To support him in this abundant hour of music are the winds (clarinet, tenor sax, baritone horn), an acoustic bass, and guitars, accordion, other keyboards, and a vibraphone.
Handled with skill by the other members, undoubtedly accomplished multi-instrumentalists worthy of the delicate work.
And equipped with that playful attitude that John Hollenbeck openly declares on his site.
Almost intangible at times, yet dense with tiny sounds: so it is, sometimes, the music of The Claudia Quintet.
At other times it tangles up wildly, becomes uneven and frantic, only to veer in other directions.
As I write this line, I'm in “Limp Mint”, a sort of ambient that began with the sinuous dialogue between bass and vibraphone and then, encountering the percussion, turned towards the subtle unease of the winds in a suspension between woodland and urban nocturnal, again lit with intermittent crystalline brightness.
LIGHTNESS AND ELEGANCE. THE SECRET OF AN APPARENT SIMPLICITY.
What captures me at every listening is the development of the tracks, which doesn’t rely on traps or surprises, but is a concatenation of constant, little ongoing surprises.

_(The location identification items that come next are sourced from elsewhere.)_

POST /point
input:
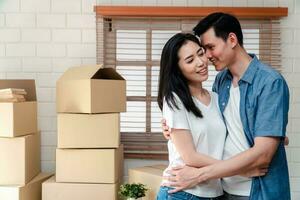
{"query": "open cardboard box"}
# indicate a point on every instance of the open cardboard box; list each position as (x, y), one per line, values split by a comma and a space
(151, 176)
(89, 165)
(19, 118)
(88, 130)
(78, 191)
(91, 89)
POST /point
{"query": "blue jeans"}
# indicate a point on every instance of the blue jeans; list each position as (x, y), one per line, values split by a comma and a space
(181, 195)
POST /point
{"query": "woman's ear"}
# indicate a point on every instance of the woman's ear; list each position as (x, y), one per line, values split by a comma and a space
(232, 39)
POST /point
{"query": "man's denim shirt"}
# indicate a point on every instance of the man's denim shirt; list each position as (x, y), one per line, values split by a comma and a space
(264, 105)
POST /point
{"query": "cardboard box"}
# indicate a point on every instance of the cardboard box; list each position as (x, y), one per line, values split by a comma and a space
(78, 191)
(19, 159)
(19, 118)
(88, 130)
(91, 89)
(30, 191)
(89, 165)
(151, 176)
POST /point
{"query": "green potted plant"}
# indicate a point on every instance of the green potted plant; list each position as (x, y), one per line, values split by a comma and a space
(132, 191)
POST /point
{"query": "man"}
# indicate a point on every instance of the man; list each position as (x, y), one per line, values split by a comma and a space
(254, 101)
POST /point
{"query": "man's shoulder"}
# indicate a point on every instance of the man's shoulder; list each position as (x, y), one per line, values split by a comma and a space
(267, 73)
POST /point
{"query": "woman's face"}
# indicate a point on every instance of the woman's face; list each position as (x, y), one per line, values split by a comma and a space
(193, 62)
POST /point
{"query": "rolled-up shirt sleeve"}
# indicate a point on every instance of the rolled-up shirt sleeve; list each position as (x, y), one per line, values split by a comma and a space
(175, 117)
(272, 109)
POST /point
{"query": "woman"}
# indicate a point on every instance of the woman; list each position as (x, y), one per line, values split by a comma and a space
(191, 112)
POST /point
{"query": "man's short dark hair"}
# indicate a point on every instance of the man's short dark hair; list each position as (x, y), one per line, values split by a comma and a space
(222, 23)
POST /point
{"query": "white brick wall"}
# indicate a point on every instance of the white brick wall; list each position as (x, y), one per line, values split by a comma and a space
(40, 39)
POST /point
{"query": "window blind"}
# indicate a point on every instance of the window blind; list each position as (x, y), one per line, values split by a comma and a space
(133, 45)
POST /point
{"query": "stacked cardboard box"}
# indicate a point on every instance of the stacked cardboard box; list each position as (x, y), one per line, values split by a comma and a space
(20, 177)
(89, 155)
(151, 176)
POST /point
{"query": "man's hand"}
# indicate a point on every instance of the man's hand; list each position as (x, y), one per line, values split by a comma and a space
(182, 177)
(165, 129)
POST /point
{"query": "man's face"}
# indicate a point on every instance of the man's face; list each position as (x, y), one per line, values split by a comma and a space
(218, 51)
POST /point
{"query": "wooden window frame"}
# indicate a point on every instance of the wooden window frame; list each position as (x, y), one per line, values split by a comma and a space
(107, 12)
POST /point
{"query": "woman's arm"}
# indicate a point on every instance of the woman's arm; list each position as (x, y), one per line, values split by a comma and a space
(183, 141)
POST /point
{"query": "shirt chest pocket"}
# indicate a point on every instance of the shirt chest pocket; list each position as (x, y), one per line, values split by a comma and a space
(250, 116)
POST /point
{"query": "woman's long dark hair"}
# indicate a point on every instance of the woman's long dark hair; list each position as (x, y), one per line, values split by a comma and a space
(171, 79)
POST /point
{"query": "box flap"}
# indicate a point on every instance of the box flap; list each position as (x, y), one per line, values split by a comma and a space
(28, 85)
(107, 73)
(81, 72)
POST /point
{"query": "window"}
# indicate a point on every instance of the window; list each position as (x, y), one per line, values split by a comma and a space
(132, 45)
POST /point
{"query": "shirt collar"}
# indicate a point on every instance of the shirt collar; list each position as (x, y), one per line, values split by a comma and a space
(249, 73)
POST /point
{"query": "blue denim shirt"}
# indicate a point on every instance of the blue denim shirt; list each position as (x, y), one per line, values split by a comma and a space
(264, 105)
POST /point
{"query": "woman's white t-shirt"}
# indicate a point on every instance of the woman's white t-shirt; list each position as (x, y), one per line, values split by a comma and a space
(208, 134)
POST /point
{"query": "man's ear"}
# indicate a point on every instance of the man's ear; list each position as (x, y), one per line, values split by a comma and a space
(232, 39)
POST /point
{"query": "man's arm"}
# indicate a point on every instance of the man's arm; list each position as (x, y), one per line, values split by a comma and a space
(257, 157)
(183, 141)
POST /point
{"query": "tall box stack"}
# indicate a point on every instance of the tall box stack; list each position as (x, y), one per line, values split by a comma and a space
(89, 156)
(20, 177)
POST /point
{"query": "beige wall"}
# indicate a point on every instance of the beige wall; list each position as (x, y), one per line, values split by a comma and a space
(39, 39)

When it dilutes and makes the sonic texture rarefied, only to traverse it with slight timbral and rhythmic variations. Or when it proceeds by accumulation, in the collision between lines that seem to travel in opposite directions.
Even where it resorts to a nearly minimalist matrix repetition (now I’ve ended inside “Boy With a Bag and His Guardian”, splendid) there is, however, an unusual “melodic” sense crossing its fabric.
Claudia's combo seems to exercise a form of elegant controlled “abstract expressionism,” with an elusive humor that makes the stratification of fragments cohesive in an approach that might otherwise seem almost conceptual.
But let’s immediately close with the references to “contemporary” art.
Because certain references risk constituting an oversized and “heavy” frame for the picture painted by the New York quintet, which remains absolutely enjoyable.
The kind you really replay to discover the delicate yet effective balance, the expressivity that emanates from the refined attention to the sounds, their color, the blend between the electric and the acoustic ones, even in the not rare moments of energetic and restless almost free intersections.
And rediscovering the particular and brilliant writing, which makes all 13 tracks subtly concrete but almost elusive, preventing their unusual, playful and mysterious charm from being exhausted on the first listening.
In short, I really like this album.
A possible declination of that indefinable matter we still call jazz, but which spreads like a liquid assuming the most unexpected forms, in New York, has taken the guise of 5 funny gentlemen carrying a woman's name on their banner.
I'm rooting for them.
That elsewhere other trumpets may clap, other heroes bellow convulsively: here they will not be able to cover the sound of Claudia.